In order to download the data, run:
After extracting, a directory project1
appears with the following content:
.
├── data
│ ├── 10dp1
│ │ ├── filtered_feature_bc_matrix
│ │ │ ├── barcodes.tsv.gz
│ │ │ ├── features.tsv.gz
│ │ │ └── matrix.mtx.gz
│ │ └── web_summary.html
│ ├── 10dp2
│ │ ├── filtered_feature_bc_matrix
│ │ │ ├── barcodes.tsv.gz
│ │ │ ├── features.tsv.gz
│ │ │ └── matrix.mtx.gz
│ │ └── web_summary.html
│ ├── 3dp1
│ │ ├── filtered_feature_bc_matrix
│ │ │ ├── barcodes.tsv.gz
│ │ │ ├── features.tsv.gz
│ │ │ └── matrix.mtx.gz
│ │ └── web_summary.html
│ ├── 3dp2
│ │ ├── filtered_feature_bc_matrix
│ │ │ ├── barcodes.tsv.gz
│ │ │ ├── features.tsv.gz
│ │ │ └── matrix.mtx.gz
│ │ └── web_summary.html
│ ├── 7dp1
│ │ ├── filtered_feature_bc_matrix
│ │ │ ├── barcodes.tsv.gz
│ │ │ ├── features.tsv.gz
│ │ │ └── matrix.mtx.gz
│ │ └── web_summary.html
│ ├── 7dp2
│ │ ├── filtered_feature_bc_matrix
│ │ │ ├── barcodes.tsv.gz
│ │ │ ├── features.tsv.gz
│ │ │ └── matrix.mtx.gz
│ │ └── web_summary.html
│ ├── ctrl1
│ │ ├── filtered_feature_bc_matrix
│ │ │ ├── barcodes.tsv.gz
│ │ │ ├── features.tsv.gz
│ │ │ └── matrix.mtx.gz
│ │ └── web_summary.html
│ └── ctrl2
│ ├── filtered_feature_bc_matrix
│ │ ├── barcodes.tsv.gz
│ │ ├── features.tsv.gz
│ │ └── matrix.mtx.gz
│ └── web_summary.html
└── paper.pdf
17 directories, 33 files
Showing us that we have two replicates per treatment, and four treatments:
- ctrl: controls
- 3dp: 3 days post injury
- 7dp: 7 days post injury
- 10dp: 10 days post injury
Now create a new project in the project1
directory (Project (None) > New Project …), and create Seurat object from the count matrices:
library(Seurat)
# vector of paths to all sample directories
datadirs <- list.files(path = "data", full.names = TRUE)
# get the sample names
# replace underscores with hyphen to correctly extract sample names later on
samples <- basename(datadirs) |> gsub("_", "-", x = _)
# files are in filter_feature_bc_matrix
datadirs <- paste(datadirs, "filtered_feature_bc_matrix", sep = "/")
names(datadirs) <- samples
# create a large sparse matrix from all count data
sparse_matrix <- Seurat::Read10X(data.dir = datadirs)

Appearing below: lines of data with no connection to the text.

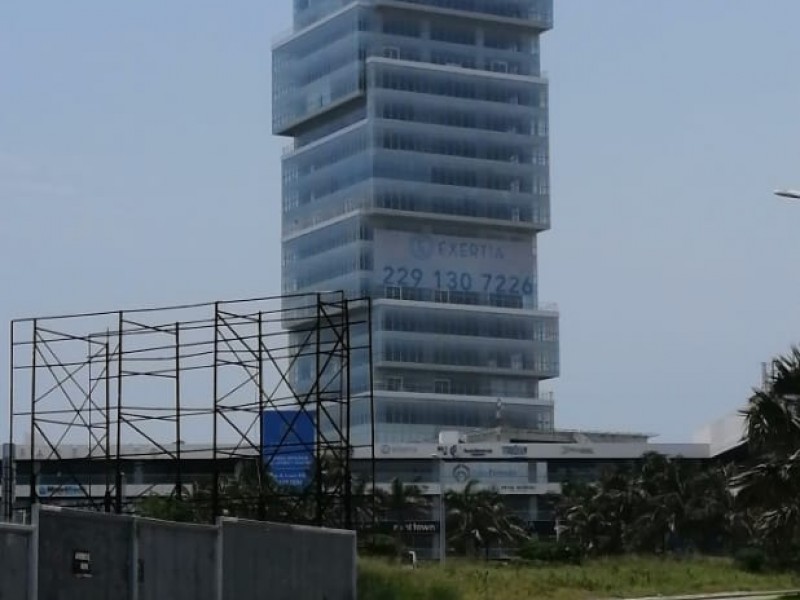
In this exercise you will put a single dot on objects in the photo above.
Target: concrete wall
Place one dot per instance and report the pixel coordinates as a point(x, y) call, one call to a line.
point(142, 559)
point(106, 538)
point(267, 561)
point(15, 545)
point(176, 561)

# create a seurat object from sparse matrix
seu <- Seurat::CreateSeuratObject(counts = sparse_matrix,
project = "Zebrafish")
With this dataset, go through the steps we have performed during the course, and try to answer the following questions. Pay specific attention to quality control, clustering and annotation.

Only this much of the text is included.